What to do, then? You are sitting, perhaps, in your coracle, upon some mountain tarn, waiting for a wind, and waiting in vain.
“Keine luft an keine seite,
Todes-stille fürchterlich;”
as Göthe has it—
“Und der schiffer sieht bekümmert
Glatte fläche rings umher.”
You paddle to the shore on the side whence the wind ought to come, if it had any spirit in it; tie the coracle to a stone, light your cigar, lie down on your back upon the grass, grumble, and finally fall asleep. In the meanwhile, probably, the breeze has come on, and there has been half-an-hour’s lively fishing curl; and you wake just in time to see the last ripple of it sneaking off at the other side of the lake, leaving all as dead-calm as before.
Now how much better, instead of falling asleep, to have walked quietly round the lake side, and asked of your own brains and of Nature the question, “How did this lake come here? What does it mean?”

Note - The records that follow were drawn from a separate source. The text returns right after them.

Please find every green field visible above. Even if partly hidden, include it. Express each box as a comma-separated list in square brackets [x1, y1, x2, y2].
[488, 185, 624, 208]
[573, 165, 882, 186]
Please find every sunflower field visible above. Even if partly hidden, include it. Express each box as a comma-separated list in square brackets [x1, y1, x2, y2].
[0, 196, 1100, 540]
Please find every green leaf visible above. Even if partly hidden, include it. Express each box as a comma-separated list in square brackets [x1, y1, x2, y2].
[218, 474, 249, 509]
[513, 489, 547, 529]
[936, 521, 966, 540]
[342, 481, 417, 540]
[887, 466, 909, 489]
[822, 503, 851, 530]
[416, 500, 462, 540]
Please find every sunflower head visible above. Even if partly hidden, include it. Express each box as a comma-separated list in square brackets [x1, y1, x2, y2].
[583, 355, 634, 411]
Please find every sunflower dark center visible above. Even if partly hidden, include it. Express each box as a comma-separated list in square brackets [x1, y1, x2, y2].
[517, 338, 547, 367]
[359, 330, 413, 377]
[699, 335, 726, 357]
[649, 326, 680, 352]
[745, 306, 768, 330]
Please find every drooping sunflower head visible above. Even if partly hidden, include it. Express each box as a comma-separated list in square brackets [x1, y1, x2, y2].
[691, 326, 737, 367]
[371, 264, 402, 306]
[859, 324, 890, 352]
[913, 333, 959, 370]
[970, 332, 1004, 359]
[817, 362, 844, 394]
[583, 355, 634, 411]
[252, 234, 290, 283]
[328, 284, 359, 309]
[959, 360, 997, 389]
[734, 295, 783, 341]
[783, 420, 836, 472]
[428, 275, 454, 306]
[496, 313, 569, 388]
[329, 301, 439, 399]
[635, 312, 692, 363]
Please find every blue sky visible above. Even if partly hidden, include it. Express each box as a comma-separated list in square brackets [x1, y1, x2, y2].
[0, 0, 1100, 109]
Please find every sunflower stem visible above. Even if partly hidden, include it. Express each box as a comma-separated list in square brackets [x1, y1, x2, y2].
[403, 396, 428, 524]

It is a hole in the earth. True, but how was the hole made? There must have been huge forces at work to form such a chasm. Probably the mountain was actually opened from within by an earthquake; and when the strata fell together again, the portion at either end of the chasm, being perhaps crushed together with greater force, remained higher than the centre, and so the water lodged between them. Perhaps it was formed thus. You will at least agree that its formation must have been a grand sight enough, and one during which a spectator would have had some difficulty in keeping his footing.